Anthropic's "Mythos" Sparks Cybersecurity Sell-Off, But Bernstein Says Investors Misinterpreted the News

Deep News03-30

Anthropic's new "Mythos" model triggered a broad sell-off in the cybersecurity sector due to descriptions of a significant leap in "cybersecurity" capabilities. However, Bernstein Research quickly issued a clarification, stating that investors misinterpreted the information. This development neither signifies Anthropic's entry into the cybersecurity software market nor undermines the structural tailwinds that AI provides for the industry.

According to a report last Friday, Anthropic's upcoming "Mythos" model promises "significantly higher scores" in software coding, academic reasoning, and cybersecurity testing. This wording immediately triggered market selling, with most cybersecurity stocks covered by Bernstein, such as Cloudflare, falling between 5% and 7%.

Bernstein analysts responded promptly that day, pointing out that the cybersecurity-related aspects of "Mythos" essentially constitute a routine enhancement of code security capabilities and Anthropic's proactive measures to prevent malicious use of its product. Neither of these factors represents competition for the cybersecurity software industry, nor do they weaken the demand-driven logic that AI brings to the sector.

Bernstein explicitly stated in its report that it is maintaining its ratings, price targets, and financial forecasts for all the cybersecurity companies it covers.

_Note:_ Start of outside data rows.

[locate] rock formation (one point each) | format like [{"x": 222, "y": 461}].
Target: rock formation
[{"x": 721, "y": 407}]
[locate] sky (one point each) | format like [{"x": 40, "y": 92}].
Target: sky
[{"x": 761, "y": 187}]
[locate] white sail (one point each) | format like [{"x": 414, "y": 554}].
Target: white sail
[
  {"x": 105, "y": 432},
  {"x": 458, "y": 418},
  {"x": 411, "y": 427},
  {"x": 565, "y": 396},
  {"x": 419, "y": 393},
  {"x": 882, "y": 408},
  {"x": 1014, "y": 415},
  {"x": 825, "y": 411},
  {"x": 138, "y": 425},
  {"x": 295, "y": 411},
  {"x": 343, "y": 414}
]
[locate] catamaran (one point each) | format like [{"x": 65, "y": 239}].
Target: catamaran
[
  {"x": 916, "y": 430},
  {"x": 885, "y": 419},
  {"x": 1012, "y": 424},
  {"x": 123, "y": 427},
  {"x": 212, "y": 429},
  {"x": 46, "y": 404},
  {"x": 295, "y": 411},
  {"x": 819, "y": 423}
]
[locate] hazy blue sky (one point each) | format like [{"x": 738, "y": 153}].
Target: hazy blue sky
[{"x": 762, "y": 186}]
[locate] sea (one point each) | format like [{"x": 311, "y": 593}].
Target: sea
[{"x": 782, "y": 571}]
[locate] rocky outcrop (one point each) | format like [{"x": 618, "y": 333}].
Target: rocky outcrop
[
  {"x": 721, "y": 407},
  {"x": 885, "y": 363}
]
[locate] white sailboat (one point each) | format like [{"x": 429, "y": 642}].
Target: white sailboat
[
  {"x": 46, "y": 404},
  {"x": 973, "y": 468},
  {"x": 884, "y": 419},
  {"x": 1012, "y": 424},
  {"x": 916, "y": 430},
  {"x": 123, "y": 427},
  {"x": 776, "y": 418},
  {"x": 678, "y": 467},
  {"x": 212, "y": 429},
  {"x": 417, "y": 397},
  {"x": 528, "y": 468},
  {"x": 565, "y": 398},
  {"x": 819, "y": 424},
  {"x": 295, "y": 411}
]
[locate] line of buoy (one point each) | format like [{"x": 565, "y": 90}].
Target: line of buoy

The source of the market panic stemmed directly from the phrasing regarding a leap in "cybersecurity" capabilities in the report. Investors interpreted this as two potential threats: first, that Anthropic might directly enter the cybersecurity software market, competing with existing vendors; and second, that enhanced AI model capabilities could potentially reduce the intensity of cyber threats, thereby diminishing demand for traditional security tools.

Bernstein analysts noted that investors reacted predictably, initiating large-scale sell-offs of related software stocks upon hearing any mention of a step-change improvement in cybersecurity capabilities.

Bernstein broke down the cybersecurity-related aspects of "Mythos" into two layers. The first is the improvement in code security capabilities. Analysts view this as a fundamental hygiene standard for the product, aligning with baseline market expectations for Anthropic's offerings, and it does not diminish the value of most other cybersecurity tools. They had previously noted that software vulnerabilities account for a relatively limited portion of security breaches, and the range of vendors directly impacted by Claude's code security features is similarly constrained.

The second layer involves preventing product misuse, which is the more core rationale behind this release. The cybersecurity industry has ample documentation showing that Claude, if compromised, can be used by threat actors to identify software vulnerabilities and rapidly build targeted malware, often faster than software vendors or users can deploy patches. Additionally, attackers could use exploits to hijack enterprise Agents built on Anthropic's technology for lateral movement, account takeover, and data exfiltration.

Bernstein pointed out that addressing these risks is not a new issue for Anthropic; the company has previously discussed and taken proactive protective measures. This release represents a deepening of existing efforts, not a strategic shift.

Analysts refuted the notion that AI tailwinds for cybersecurity are impaired from two angles. Firstly, Anthropic is just one provider in the large language model market. There exists a long tail of LLM vendors, and not all will proactively advance anti-abuse mechanisms like Anthropic. More critically, open-source LLMs already circulate widely with little oversight—even if their capabilities are inferior to Claude's, they can still be effectively used by threat actors to build malware or phishing attacks. Bernstein reminded that attackers continue to succeed even without these tools, indicating that tool quality does not need to be high to provide attackers with additional leverage.

Secondly, the AI upside for the cybersecurity sector largely stems from the emergence of new security solutions, not merely increased demand for existing tools. Analysts noted that at a recent major industry conference, nearly every booth focused on emerging areas like Agentic SOCs, Agent identity security, and Agent data security. These market opportunities remain unaffected by Anthropic's product security enhancements. Furthermore, as most enterprises will maintain technology neutrality towards large language models, demand for multi-Agent protection solutions will persist.